So, a vertical demand curve is attributed to a perfectly inelastic product. At the same time, a steeper curve discloses that the product has a lower price elasticity of demand. Conversely, a flatter curve indicates the greater price elasticity of demand.

Example

When Gasoline price increases, normally, there would not be a corresponding or significant decrease in the number of miles driven. Because of the inelastic nature of gasoline, the amount of gas people use is not negatively impacted by its price. Also, the common masses do not have many alternatives to travel to the workplace, transport their children, etc. Hence, the government must find a solution to reduce the price to ease the situation.

In the United States, in March 2022, the Biden administration announced the plan to release 1 million barrels of oil per day from petroleum reserve to increase the production of gasoline and a reduction in its price rise caused by Russia’s invasion of Ukraine. It is because the increased supply of a product can reduce the price. However, the increase in supply and reduction in price depends on the amount of oil released.

Frequently Asked Questions (FAQs)

What is perfectly inelastic demand?

It occurs when a price change causes no change in the quantity demanded. The perfectly inelastic demand curve is a line perpendicular to the x-axis denoting the demand.

What are inelastic demand examples?

Examples are generally discernable from the necessary goods like food staples, water, fuel, and electricity. Although these are integral elements in everyday lives, and consumers need these products and services in a reasonable quantity, an increase or decrease in their price will not make them consume more or less. For example, a high drop in the electricity price will not trigger people to use more electricity.

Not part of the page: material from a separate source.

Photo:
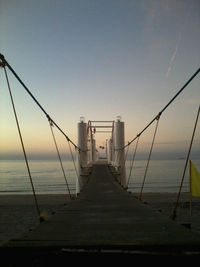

What is elastic vs. inelastic demand?

Elastic demand is associated with elastic products where the quantity demanded is sensitive to price changes. Therefore, the demand curve for elastic products is flatter and will have a smaller slope. Whereas for inelastic products, the quantity remains relatively constant and will have a steeper curve and larger slope. Examples of elastic products are clothing and electronics, and inelastic products are gasoline and electricity.